Uneven splits throw NaN messy pie at you. Make sure you have your apron on!

df['column'].str.split(' ', expand=True).notnull().all(axis=1)

This wipes the mess and checks for rows without missing values in the new split columns.

Naming and moving on: Rename, join, drop

After splitting, move on like a pro. Chain rename() and join() to your dataframe:

# The weirdest conga line ever happening here! df = df.join(df['column'].str.split(' ', 1, expand=True) .rename(columns={0: 'first', 1: 'second'}))

Once separated, break up officially with your original column with df.drop():

# It's not you, it's me. Goodbye 'column'... df.drop('column', axis=1, inplace=True)

Tricky splits? No problem!

Don’t panic when your splitting task looks like a puzzle. Regex is the master key!

df['column'].str.split('\s+', expand=True)

This searches for hidden spaces inside your data!

Maintain the sanity of your data. During splitting dates and times, double-check that you aren’t distorting any formats:

df[['date', 'time']] = df['datetime'].str.split('T', expand=True)
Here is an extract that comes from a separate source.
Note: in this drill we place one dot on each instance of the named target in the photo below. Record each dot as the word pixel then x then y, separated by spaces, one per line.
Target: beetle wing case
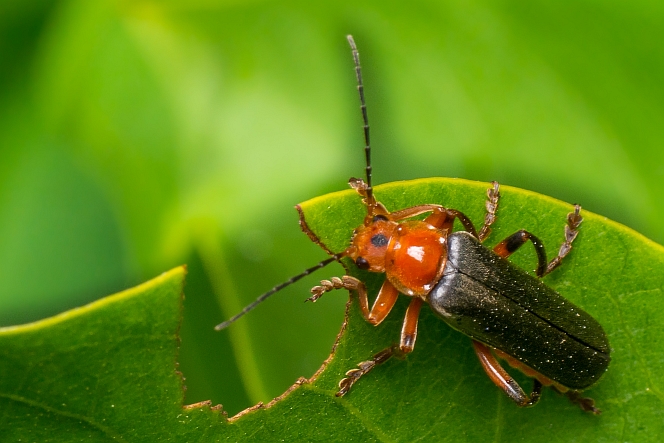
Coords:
pixel 491 300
Using .str.get() or .str[index] accesses elements after split, like opening an easter egg to find the inside treats!

# Want a surprise egg? Here you go... df['first_word'] = df['column'].str.split().str.get(0)

Creative extraction & the power of extractall()

For those who love to dig deeper, using .str.extractall() opens up a world of possibilities:

matches = df['column'].str.extractall(r'(\b\w+\b)')

This method comes handy when your column is like a rabbit hole filled with surprises!